The Timber Species Identifier (TSI) attempts to segment and identify each tree in a target area and perform a discrete analysis of the LiDAR points to determine tree species. Overall accuracy is typically measured against cruise & scale reports or individual stem tests. Each of these measures are useful but not perfect.
Cruise estimates carry their own error bars and the latter tend to get larger for smaller areas. Cruise estimates are also extremely sensitive to plot placement. Scale or harvest information can be skewed by timber left on site or simply not recorded accurately to the correct source block.
Individual stem tests would seem a better solution but it is difficult & expensive to get a good mix of testable stems across large areas of interest. Nature is messy and subtle differences in canopy shape and reflectivity are part of what makes species identification so challenging. As a result, accuracies are heavily influenced by the trees selected for testing. In small sample sizes, say under 50 samples per species, accuracies in one area can prove above 90% while another zone might record 60%.
Object Raku Technology implemented a probability score in TSI version 1.6.15 to help client's identify high accuracy areas and to better leverage operational harvest requirements. The probability scores represent the strength of signal; how well does a particular tree match up to species characteristics in the project species database.
In TSI's analysis, each segmented tree is examined and evaluated against the species library. In the table above, we can see the probability scores calculated for each tree. For example, TSI calculates that Tree #4 has a 71.5% probability score for Hw. This does not mean that there's a 71.5% likelihood the tree is Hw; rather that within the TSI species library, the tree matches up most strongly with Hw in the database.
At the other end of the spectrum, Tree #2 has a leading probability score of only 36.7%, again for Hw. This time the strength of signal multiple is less than twice that of Fd, the second place species. Looking again at the first example for contrast, the descriptor match for Tree #4 to western hemlock is 7X that for Fd, which was the next highest species at 10.6%.
For the stem accuracy test, the TSI project model was run against 636 trees in the project area of interest that were not in the model.
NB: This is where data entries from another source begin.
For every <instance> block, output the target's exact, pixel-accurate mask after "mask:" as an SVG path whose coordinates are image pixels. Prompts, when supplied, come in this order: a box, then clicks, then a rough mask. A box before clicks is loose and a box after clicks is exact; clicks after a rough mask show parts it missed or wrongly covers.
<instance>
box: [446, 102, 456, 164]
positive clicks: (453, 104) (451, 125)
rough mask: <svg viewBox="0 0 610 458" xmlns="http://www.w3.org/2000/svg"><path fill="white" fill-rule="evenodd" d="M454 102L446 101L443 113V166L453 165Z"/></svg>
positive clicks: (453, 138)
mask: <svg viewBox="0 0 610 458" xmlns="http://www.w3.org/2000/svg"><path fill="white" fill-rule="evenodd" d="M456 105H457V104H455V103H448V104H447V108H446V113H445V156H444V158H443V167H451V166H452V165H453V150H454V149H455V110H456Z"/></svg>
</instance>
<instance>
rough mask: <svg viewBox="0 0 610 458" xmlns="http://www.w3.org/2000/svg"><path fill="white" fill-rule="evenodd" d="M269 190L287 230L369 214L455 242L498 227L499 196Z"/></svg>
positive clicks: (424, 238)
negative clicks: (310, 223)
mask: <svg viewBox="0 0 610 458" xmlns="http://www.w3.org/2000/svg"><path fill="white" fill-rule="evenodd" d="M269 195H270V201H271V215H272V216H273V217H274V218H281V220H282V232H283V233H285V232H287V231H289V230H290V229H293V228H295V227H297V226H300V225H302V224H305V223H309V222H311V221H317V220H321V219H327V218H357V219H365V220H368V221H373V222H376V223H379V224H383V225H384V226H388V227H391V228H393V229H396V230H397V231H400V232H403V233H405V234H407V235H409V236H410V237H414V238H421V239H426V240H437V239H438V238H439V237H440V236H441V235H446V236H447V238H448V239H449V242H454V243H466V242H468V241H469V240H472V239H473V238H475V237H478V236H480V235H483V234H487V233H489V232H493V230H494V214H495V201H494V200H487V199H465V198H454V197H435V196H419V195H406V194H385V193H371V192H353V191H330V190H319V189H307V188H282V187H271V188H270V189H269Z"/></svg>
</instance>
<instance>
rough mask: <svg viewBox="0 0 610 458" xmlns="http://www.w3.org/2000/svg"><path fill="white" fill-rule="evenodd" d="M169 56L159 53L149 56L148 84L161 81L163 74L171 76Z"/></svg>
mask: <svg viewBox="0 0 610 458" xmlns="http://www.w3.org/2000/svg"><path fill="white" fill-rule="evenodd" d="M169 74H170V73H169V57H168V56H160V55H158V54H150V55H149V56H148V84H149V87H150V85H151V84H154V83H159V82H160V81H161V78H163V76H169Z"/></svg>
These are "alien" trees; trees that are outside of TSI's known universe. The model scored 73.6% accuracy with strong scores for Fd, Ss, and Mb and weak scores for Cw and Yc.
The model confuses Cw for Yc in this test calling 12 red cedar yellow cedar and 10 yellow cedar red cedar. However it is western hemlock (Hw) that accounted for the largest problems in this model with both a low correct % and a low precision % across a large test sample population (122). The precision is calculated by dividing the total correct (82) by the total predicted by TSI (143). On the other side of that coin, both Fd and Ss were strongly identified with a minimum of false positives.
In the graph (Probability of Correctness per Score or Score Difference), we can see how well the TSI probability scores correlate to the correct decisions in a stem accuracy test. In the stem accuracy test above, the model was run against a sample of ground truth trees(field and stereo collects) completely unknown to TSI that were not in the TSI model.
The solid line represents the function for the actual scores against the correct samples in the stem test. The dashed line represents the difference between the highest probability score and the second place score. So for this TSI model, a score difference of 23% equated to a 50% probability correctness.
Below: Trees with the highest probability per species are called the winning probabilities. In the table and chart above we can see that in general, the higher the probability score, the more closely correlated with accuracy. For model #1715, the sample is distributed and 45% of the values are 80% or higher (bins 0.85 & up). This makes intuitive sense with the 73% overall stem accuracy seen above.
We conducted a regression analysis that showed that a high proportion of TSI probabilities at 75% or higher are correlated with higher cruise report comparison accuracies. In the screen capture of Block 1, we see the number of segmented TSI trees coloured by whether they were above or below 75% probability. The example block is mature and situated in coastal British Columbia.
In Table 1 above, the cruise called for Hw and Ba to comprise 89% of the block volume. TSI records similar proportions but with the two leading species making up a higher overall 97% composition. TSI thought there were a few large CW and didn't find any YC.
In Table 2 below, we summarize results for the 7,761 stems segmented in block 1. TSI calculates a probability score for each species in the project species library. We can see that of the 9 species in the species library for this project area, TSI had probability scores above 75% primarily for HW and BA. TSI called for a majority of Hw & Ba in the block with 4,787 trees above 75% in the block.
This information can guide & direct operational planners to optimize return on investment and product mix.